In a column by Mark Shields June 18, it was incorrectly reported that Sen. John Glenn shot down 20 MiGs during the Korean War. The correct figure is three. We regret the error.
Pablo Picasso, never an especially big booster of things and persons American, said of him: "I am as proud of him as if he were my brother." That was 1962. Since then his fellow citizens have expressed their own pride by naming schools, streets and babies after him. Many are unaware that he was a Marine pilot who, in Korea, shot down some 20 MiGs. But virtually everyone knows John Glenn, genuine American hero. Now in his second term, Sen. Glenn may soon become a candidate for the 1984 Democratic presidential nomination, a possibility that excites some Democrats and terrifies a few Republicans.
Just about four years ago, Jimmy Carter's political strategist was scared stiff about running against Sen. Howard Baker in 1980. Baker, a "thoughtful moderate" with demonstrated appeal to Democrats and independents, was properly viewed as the strongest Republican opponent in a general election. Baker's problem, like that of so many moderates in a multi-candidate field, was to be the primaries. Thoughtful moderation, as a rule, does not produce political true believers. John Glenn could be either the 1984 Democratic Howard Baker or the 1984 John Kennedy.

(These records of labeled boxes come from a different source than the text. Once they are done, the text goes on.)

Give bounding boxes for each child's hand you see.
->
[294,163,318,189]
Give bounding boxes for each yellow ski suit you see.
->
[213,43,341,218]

Last week over lunch in his Senate office, Glenn talked about the presidency and about running for that office. Politically, his strengths and weaknesses are available for viewing in Ohio vote returns. In November 1974, Glenn carried all 88 Ohio counties in effectively ending the political career of his opponent, the Republican mayor of Cleveland. In November 1980, Jimmy Carter lost 78 Ohio counties and the state by 450,000 votes; Glenn lost one county and won re- election by 1.6 million votes. His primary record is not quite so impressive. In 1970, he lost a big lead and the Senate nomination to liberal Howard Metzenbaum, a Cleveland millionaire. In 1974, by a 54-to-46 percent margin, he defeated Metzenbaum, who had been appointed to the Senate six months earlier.
Glenn's interests in issues--strengthening government research and development, a stop to nuclear proliferation, improved aid to higher education (all of which he pursues with characteristic determination) --are not calculated to yank audiences to their feet. But, on government's positive contributions in agricultural and industrial research, Glenn is very emphatic. He criticizes the administration for "backing into the future." Of today's economic casualties, he says: "where the defenseless are concerned, compassion is at least as great a virtue as frugality."
Glenn is bullish about America's future. One North Carolina Democrat, after looking over the candidate field and watching Glenn sign hundreds of autographs at a state party dinner, is guardedly bullish on Glenn. "Wouldn't it be great to have help, instead of a drag, at the top of the ticket?" he mused, only to add that the Mondale staff follow-up was quite superior to Glenn's.
In 1984, the Democrats, whose nominees have only once won a majority of the national vote since FDR, may pass over John Glenn just as the Republicans passed over Howard Baker. If that happens shed no tears for John Glenn. He is not a totally accomplished politician, which could mean he might not be a very effective president. But John Glenn, unlike some presidential candidates and a few recent presidents, knows who he is. He's "comfortable" with himself.